Blue Faced Parrot Finch Attacked - This Means War!!!

Includes Species Profile
User avatar
VinceS
...............................
...............................
Posts: 64
Joined: 19 Mar 2012, 21:54
Location: Newcastle

07 May 2012, 18:58

Today a BFPF lucked out and got seriously hurt. At least it had a stroke of luck and I saw it otherwise it would have expired overnight for sure. If anyone has had experience getting injured birds through their recuperation, if it is possible, I would be interested to hear if there is anything else I should be doing. Currently it is in a small shielded budgie cage with a terrarium heater under half the floor, external water bowl for humidity and has seed scattered, a piece of rocket and egg & biscuit vitamin food. Currently covered for the night.

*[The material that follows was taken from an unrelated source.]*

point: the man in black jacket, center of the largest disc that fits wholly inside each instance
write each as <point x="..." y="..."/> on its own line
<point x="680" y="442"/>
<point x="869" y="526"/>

I am almost dead sure this damage has been wrought by a feral honey-eater style bird as they returned today and were clamping onto the wire on the side of the cage and acting aggressively jumping all over it before I shooed them away. I got this little bloke out and put him in the cage on the back "alfresco" area (OK, so they were bleeding verandahs before the home building game went "posh") and left it in the sunshine to recuperate for a while and this bird lands on the table and hassles it. The BFPF perks right up, don't let anyone think you're ill and starts hopping round like a mad thing, fully tuckered out after that it was! I didn't see this but heard a noise, undoubtedly scaring off the honey-eater because I was just watching the BFPF hopping about thinking that maybe the injury wasn't so bad when the honey-eater lands 2m away, so I figured what had happened and took the bird indoors.

From the injuries it probably happened about 3 hours before I saw it, so around 10am today. The little tyke in the mean time has taken a swan dive into the calcium vitamin bowl and was covered in white powder down one side, took more than a glance to figure out what type of bird it was under the mess. When I finally caught it (took half an hour to find the hiding spot after I missed twice then was easy to catch in a corner) it was still quite strong and I could see it has torn its skin badly around its neck on the left side. Which is what I presume the red stuff is, dried blood. I wasn't game to poke at it much as didn't want to exacerbate the injury.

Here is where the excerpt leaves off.